When it comes to those who are uninsured, Bearman says access to COVID-19 testing and vaccines will unfortunately be limited.

Populations who face social and economic challenges may feel the effects of the public health emergency being lifted more than others.

As part of the COVID-19 public health emergency ending in May across the United States, continuous enrollment in Medicaid and the CHIP program will be winding down. That means people with lower incomes will not be automatically signed up for state-funded health insurance and other social services, as these programs will need to review individuals’ needs each year.

Studies show that people who face social and economic inequities or are from historically marginalized groups are at a greater risk for a variety of negative outcomes during a public health crisis.
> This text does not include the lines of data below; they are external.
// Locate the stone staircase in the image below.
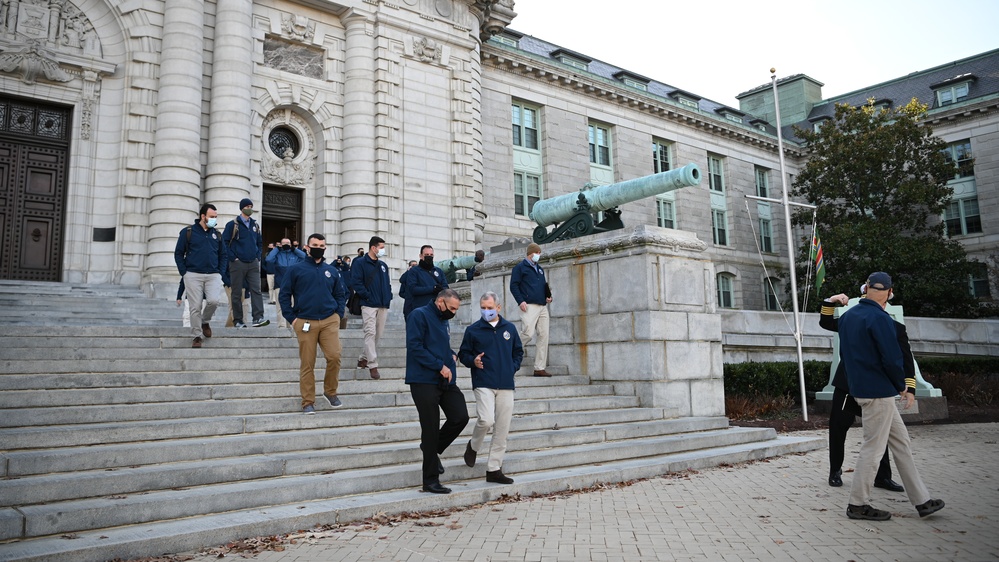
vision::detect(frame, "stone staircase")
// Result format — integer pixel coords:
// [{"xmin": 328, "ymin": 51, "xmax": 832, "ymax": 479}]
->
[{"xmin": 0, "ymin": 287, "xmax": 823, "ymax": 561}]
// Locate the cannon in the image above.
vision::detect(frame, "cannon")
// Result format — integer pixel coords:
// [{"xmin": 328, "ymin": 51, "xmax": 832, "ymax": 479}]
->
[
  {"xmin": 530, "ymin": 163, "xmax": 701, "ymax": 244},
  {"xmin": 437, "ymin": 250, "xmax": 485, "ymax": 283}
]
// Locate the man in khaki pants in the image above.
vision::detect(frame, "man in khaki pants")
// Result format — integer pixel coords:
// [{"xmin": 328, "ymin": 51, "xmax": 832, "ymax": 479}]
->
[
  {"xmin": 278, "ymin": 234, "xmax": 347, "ymax": 414},
  {"xmin": 510, "ymin": 243, "xmax": 552, "ymax": 377}
]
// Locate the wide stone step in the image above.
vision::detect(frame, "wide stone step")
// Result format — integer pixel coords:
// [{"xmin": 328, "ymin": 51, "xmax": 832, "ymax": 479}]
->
[{"xmin": 1, "ymin": 428, "xmax": 776, "ymax": 537}]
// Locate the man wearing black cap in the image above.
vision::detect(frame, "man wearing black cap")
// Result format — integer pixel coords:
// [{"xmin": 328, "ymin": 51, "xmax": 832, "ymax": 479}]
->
[
  {"xmin": 222, "ymin": 198, "xmax": 270, "ymax": 328},
  {"xmin": 839, "ymin": 271, "xmax": 944, "ymax": 521}
]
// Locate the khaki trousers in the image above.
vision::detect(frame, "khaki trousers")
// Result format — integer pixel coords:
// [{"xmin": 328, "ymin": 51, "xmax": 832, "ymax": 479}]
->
[
  {"xmin": 294, "ymin": 313, "xmax": 341, "ymax": 408},
  {"xmin": 850, "ymin": 397, "xmax": 930, "ymax": 506},
  {"xmin": 357, "ymin": 306, "xmax": 388, "ymax": 369},
  {"xmin": 472, "ymin": 388, "xmax": 513, "ymax": 472},
  {"xmin": 520, "ymin": 304, "xmax": 548, "ymax": 371}
]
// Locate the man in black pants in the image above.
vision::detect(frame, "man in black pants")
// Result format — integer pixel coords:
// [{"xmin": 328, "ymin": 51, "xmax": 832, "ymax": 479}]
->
[
  {"xmin": 819, "ymin": 288, "xmax": 916, "ymax": 492},
  {"xmin": 406, "ymin": 289, "xmax": 468, "ymax": 494}
]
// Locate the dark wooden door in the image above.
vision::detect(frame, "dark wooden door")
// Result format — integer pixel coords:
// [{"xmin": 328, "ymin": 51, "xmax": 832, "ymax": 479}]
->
[{"xmin": 0, "ymin": 98, "xmax": 69, "ymax": 281}]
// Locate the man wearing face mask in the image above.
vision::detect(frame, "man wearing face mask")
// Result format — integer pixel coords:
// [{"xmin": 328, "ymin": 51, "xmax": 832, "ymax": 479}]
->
[
  {"xmin": 510, "ymin": 243, "xmax": 552, "ymax": 377},
  {"xmin": 222, "ymin": 198, "xmax": 270, "ymax": 328},
  {"xmin": 173, "ymin": 203, "xmax": 225, "ymax": 348},
  {"xmin": 406, "ymin": 289, "xmax": 468, "ymax": 494},
  {"xmin": 399, "ymin": 245, "xmax": 448, "ymax": 319},
  {"xmin": 264, "ymin": 238, "xmax": 307, "ymax": 328},
  {"xmin": 458, "ymin": 292, "xmax": 524, "ymax": 484},
  {"xmin": 278, "ymin": 233, "xmax": 347, "ymax": 414},
  {"xmin": 350, "ymin": 236, "xmax": 392, "ymax": 379}
]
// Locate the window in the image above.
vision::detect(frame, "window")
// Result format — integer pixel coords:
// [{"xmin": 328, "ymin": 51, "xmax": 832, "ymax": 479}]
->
[
  {"xmin": 968, "ymin": 263, "xmax": 992, "ymax": 299},
  {"xmin": 756, "ymin": 166, "xmax": 770, "ymax": 197},
  {"xmin": 708, "ymin": 156, "xmax": 725, "ymax": 193},
  {"xmin": 512, "ymin": 103, "xmax": 538, "ymax": 150},
  {"xmin": 944, "ymin": 195, "xmax": 982, "ymax": 236},
  {"xmin": 760, "ymin": 219, "xmax": 774, "ymax": 254},
  {"xmin": 590, "ymin": 124, "xmax": 610, "ymax": 166},
  {"xmin": 656, "ymin": 195, "xmax": 676, "ymax": 228},
  {"xmin": 763, "ymin": 277, "xmax": 780, "ymax": 310},
  {"xmin": 716, "ymin": 273, "xmax": 735, "ymax": 308},
  {"xmin": 711, "ymin": 209, "xmax": 728, "ymax": 246},
  {"xmin": 652, "ymin": 140, "xmax": 673, "ymax": 174},
  {"xmin": 513, "ymin": 172, "xmax": 541, "ymax": 216},
  {"xmin": 936, "ymin": 82, "xmax": 971, "ymax": 106},
  {"xmin": 943, "ymin": 140, "xmax": 975, "ymax": 179}
]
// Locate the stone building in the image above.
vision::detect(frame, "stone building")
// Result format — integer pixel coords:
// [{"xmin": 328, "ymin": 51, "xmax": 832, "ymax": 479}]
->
[{"xmin": 0, "ymin": 0, "xmax": 999, "ymax": 310}]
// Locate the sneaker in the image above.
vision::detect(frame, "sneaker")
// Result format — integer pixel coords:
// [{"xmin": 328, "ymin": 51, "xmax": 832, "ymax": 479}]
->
[
  {"xmin": 846, "ymin": 500, "xmax": 892, "ymax": 521},
  {"xmin": 916, "ymin": 500, "xmax": 943, "ymax": 517}
]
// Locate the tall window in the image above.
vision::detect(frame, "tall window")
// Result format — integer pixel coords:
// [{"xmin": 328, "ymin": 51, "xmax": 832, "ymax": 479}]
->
[
  {"xmin": 716, "ymin": 273, "xmax": 735, "ymax": 308},
  {"xmin": 760, "ymin": 219, "xmax": 774, "ymax": 254},
  {"xmin": 590, "ymin": 123, "xmax": 610, "ymax": 166},
  {"xmin": 708, "ymin": 156, "xmax": 725, "ymax": 193},
  {"xmin": 656, "ymin": 195, "xmax": 676, "ymax": 228},
  {"xmin": 513, "ymin": 172, "xmax": 541, "ymax": 216},
  {"xmin": 711, "ymin": 209, "xmax": 728, "ymax": 246},
  {"xmin": 512, "ymin": 103, "xmax": 538, "ymax": 150}
]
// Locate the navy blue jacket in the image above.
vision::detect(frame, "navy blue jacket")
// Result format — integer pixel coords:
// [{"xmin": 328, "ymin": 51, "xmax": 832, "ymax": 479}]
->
[
  {"xmin": 278, "ymin": 259, "xmax": 347, "ymax": 323},
  {"xmin": 458, "ymin": 316, "xmax": 524, "ymax": 390},
  {"xmin": 350, "ymin": 254, "xmax": 392, "ymax": 308},
  {"xmin": 406, "ymin": 302, "xmax": 458, "ymax": 385},
  {"xmin": 173, "ymin": 218, "xmax": 227, "ymax": 277},
  {"xmin": 399, "ymin": 264, "xmax": 448, "ymax": 317},
  {"xmin": 264, "ymin": 248, "xmax": 306, "ymax": 287},
  {"xmin": 839, "ymin": 299, "xmax": 905, "ymax": 398},
  {"xmin": 222, "ymin": 214, "xmax": 264, "ymax": 263},
  {"xmin": 510, "ymin": 259, "xmax": 548, "ymax": 305}
]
That’s because the vulnerabilities these individuals were already facing become exacerbated under the stressors of a prolonged emergency situation.

“The public health crisis may end, but their inequities and vulnerabilities will continue,” said Brittany “Brie” Haupt, Ph.D., associate professor in the Homeland Security and Emergency Management Department of the L. Douglas Wilder School of Government and Public Affairs. “The pandemic may be seen as ‘over’ by some. However, many individuals are still in an economic and health crisis due to the effects of the pandemic.”

Rural communities were hit particularly hard by COVID-19 and were already in a vulnerable situation due to limited access to local health care options. According to research by the UNC Cecil Sheps Center, 136 rural hospitals closed between 2010 and 2021, with 19 of these closures happening in 2020 – the most of any year in the past decade.

The public health emergency supplied funding to hospitals to help cover losses in revenue from decreased delivery of patient care as well as the increased costs of buying personal protective equipment (PPE). Saleema Karim, Ph.D., associate professor of health administration in the VCU College of Health Professions, says facilities in rural regions will greatly feel the absence of these funds.

“Rural hospitals also used these funds to help them continue operations,” said Karim, who researches hospital financial sustainability and geographic disparities. “The end of these funds will have a larger negative impact for rural facilities since these facilities are already in a precarious position when it comes to remaining financially viable.”

As communities begin to learn how to live with COVID-19 in their daily lives, there are lessons in preparedness that should stay.

Teams responding to pandemics will look different from those in the past. In a piece published by the Richmond Times-Dispatch, Bearman along with Richard P. Wenzel, M.D., professor emeritus of medicine at VCU, wrote that not only public health professionals are now part of these teams, but experts in anthropology, transportation, communications, mathematics and finance, among other fields.

Having pandemic response teams and emergency managers regularly meet and practice response simulations is key to staying up to date on best practices to help the community in a crisis situation.

That’s something Haupt knows all too well. Her emergency management-related research focuses on community resiliency, cultural competency and crisis communications. While there is always another crisis a community will face, Haupt cautions “against the idea that the pandemic has ended.”

“The height of the crisis is over, but the pandemic is still affecting many individuals and communities,” she said. “As any emergency manager will tell you, long-term recovery is prevalent for a number of crises and is a struggle as many individuals shift their focus to the newest crisis... Our attention may shift to those newer crises, but we must not forget about the ongoing ones. This is why resilience is a goal for emergency managers. The more resilient our communities then the less they will be impacted negatively.”

And how can one build resiliency in their own community? VCU and VCU Health experts note that this can’t be accomplished in an individualistic way – it takes a communal effort. That could mean having compassion for those still dealing with the social and economic struggles of the pandemic or getting vaccinated to continue to stop the spread as new variants come and go.